Technologies │ Python • Pandas • SpaCy • Transformers (FinBERT-PT-BR) • yfinance • Matplotlib • Seaborn • Statsmodels • SciPy
Brazil’s independent oil producer PetroRio S.A. (ticker PRIO3) moved from penny-stock to Ibovespa heavyweight in less than a decade. During that climb its newsflow exploded—earnings beats, field acquisitions, OPEC shocks, regulatory twists. Can the tone of those headlines help explain (or even predict) the stock’s price action?
- Scrape Portuguese headlines (2015-2024)
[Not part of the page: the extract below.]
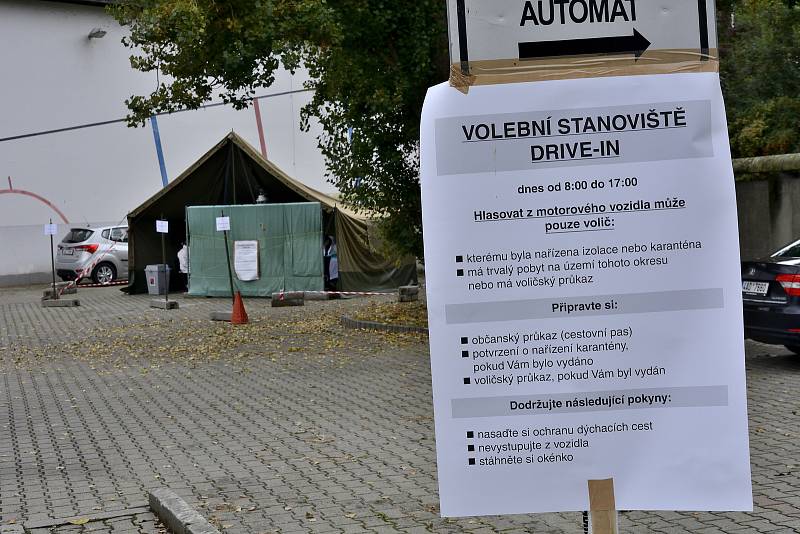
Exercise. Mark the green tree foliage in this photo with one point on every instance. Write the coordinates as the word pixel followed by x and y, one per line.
pixel 760 71
pixel 370 64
- Score tone with FinBERT-PT-BR →
compound ∈ {-0.5, 0, +0.5} - Build daily features:
compound_mean,compound_mag,art_count - Join to B3 prices and compute forward returns out to +90 days
- Analyse with event‐study curves, horizon bar-plots, violin distributions, correlation matrices, Granger causality and mean-difference tests.
| Finding | Evidence |
|---|---|
| Intraday impact negligible | Median pct_d0 ≈ 0 % for all sentiment classes. |
| Medium-term drift appears | Neutral & Positive days beat Negative by 15–30 pp at D + 15 / 30. |
| Statistical power weak so far | Welch-t / Mann-Whitney on ≤ 7-day horizons not significant (p > 0.05). |
compound_mean ≈ compound_mag |
Pearson ρ ≈ 0.94. |
| Sentiment–return link non-linear & lagged | Pearson/Spearman ≈ 0 in short run; effect shows only after 5 + days. |
Bottom line: headline tone doesn’t move PRIO3 intraday, yet there is early evidence of bullish drift 5–30 days after non-negative headlines—worth deeper back-testing with more data.
# Clone repo
git clone https://github.com/jp-alves/prio3-sentiment.git
cd prio3-sentiment
# 1) create env
conda env create -f environment.yml
conda activate prio3
# 2) download models
python -m spacy download pt_core_news_sm
python -m nltk.downloader vader_lexicon
# 3) scrape & clean
python src/scrape/scrap_news.py
python src/scrape/scrap_prices.py
python src/clean/clean_news.py
python src/clean/clean_prices.py
# 4) NLP + merge
python -m src.nlp.apply_sentiment
python analysis/merge.py
# 5) open notebook
jupyter lab # notebook/main_analysis.ipynb